DIRECTOR’S REPORT | What is Labor?

Labor produces marvels for the rich, but it produces deprivation for the worker.

–Karl Marx

People think power is a limited resource, but using power builds power. Once workers get a taste of our power, we will not settle for a bad deal. And we won’t stand by while someone else gets screwed, either.

–Sara Nelson, President of the Association of Flight Attendants-CWA

Labor Day is the time of year for union picnics and friendly parades. It was originally declared a federal holiday by President Grover Cleveland to placate labor even as he was smashing the Pullman railway worker strike. The ploy didn’t work, and he lost the working-class vote in his unsuccessful bid for reelection. Socialists still enjoy our time off with labor siblings in September, but we didn’t fall for this attempt to distance the official labor movement from the Left and have taken to the streets instead on May Day, International Workers’ Day.

In the name of Eugene V. Debs, jailed during the Pullman strike and subsequently inspired to become an early organizer for socialism in the United States, let us remember Labor Day’s more radical roots. For example, on September 5, 1882, twelve years before it became a national holiday, socialists and early unions organized 10,000 people to march in New York City for safer working conditions, shorter hours, higher pay, and a labor holiday.

We are part of that long tradition. From Warrior Met Coal miners to Amazon warehouse workers, Kaiser nurses to Trader Joe’s workers, we keep the economy humming and take care of our communities.

Schools are back in session, and we face a severe teacher shortage because charter school profiteers and the politicians they pay for have systematically defunded public schools and busted teachers unions.

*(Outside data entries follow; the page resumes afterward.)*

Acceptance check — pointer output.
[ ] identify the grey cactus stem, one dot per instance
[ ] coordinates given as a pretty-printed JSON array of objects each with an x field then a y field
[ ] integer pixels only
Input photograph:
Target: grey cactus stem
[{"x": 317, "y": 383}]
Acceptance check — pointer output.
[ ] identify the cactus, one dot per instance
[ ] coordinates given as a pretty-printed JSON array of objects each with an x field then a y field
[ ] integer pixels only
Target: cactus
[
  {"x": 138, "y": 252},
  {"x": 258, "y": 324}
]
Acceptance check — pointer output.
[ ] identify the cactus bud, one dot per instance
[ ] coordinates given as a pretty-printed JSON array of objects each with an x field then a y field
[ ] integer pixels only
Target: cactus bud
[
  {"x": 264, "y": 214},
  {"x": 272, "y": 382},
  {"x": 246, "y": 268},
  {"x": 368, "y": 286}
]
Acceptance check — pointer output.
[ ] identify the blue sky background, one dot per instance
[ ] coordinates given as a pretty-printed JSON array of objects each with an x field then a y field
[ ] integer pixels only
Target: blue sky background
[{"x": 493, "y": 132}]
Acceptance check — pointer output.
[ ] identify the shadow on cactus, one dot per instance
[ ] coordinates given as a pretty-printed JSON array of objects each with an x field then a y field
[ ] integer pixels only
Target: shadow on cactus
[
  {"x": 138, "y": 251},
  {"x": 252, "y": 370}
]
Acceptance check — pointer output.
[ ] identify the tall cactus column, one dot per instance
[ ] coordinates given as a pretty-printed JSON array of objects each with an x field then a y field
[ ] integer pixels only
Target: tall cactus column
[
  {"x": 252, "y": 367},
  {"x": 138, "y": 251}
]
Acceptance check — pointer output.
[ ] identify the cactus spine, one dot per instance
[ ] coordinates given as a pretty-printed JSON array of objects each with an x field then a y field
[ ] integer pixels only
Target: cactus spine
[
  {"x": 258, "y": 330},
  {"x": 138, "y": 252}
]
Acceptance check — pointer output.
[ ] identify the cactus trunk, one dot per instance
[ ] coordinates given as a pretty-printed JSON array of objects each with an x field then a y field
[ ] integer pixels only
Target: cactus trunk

From Ohio to California teachers are showing renewed militancy. Over the summer, UPS drivers delivered packages in sweltering conditions brought on by climate change. Their trucks don’t have air conditioning, and many workers were sickened by heat illness. Two died. Meanwhile, UPS profits last year were $3.9 billion, and their CEO made $27 million. UPS workers are building a strike-ready campaign in preparation for next summer’s Teamsters contract expiration.

Starbucks is retaliating against workers forming unions, with deepening repression at their stores, so DSA members and chapters are talking to co-workers and hitting the picket line, including in our nationwide Solidarity Is Brewing work as well as more local, worksite specific organizing at other employers.

Everywhere, workers are organizing. After all, what is our labor? It is our bargaining power. Without it, the world grinds to a halt. Instead of working ourselves to the bone so the rich may play, we can work together to create marvels for ourselves–from renewable energy to universal healthcare and public education–once we recognize we don’t need the owning class.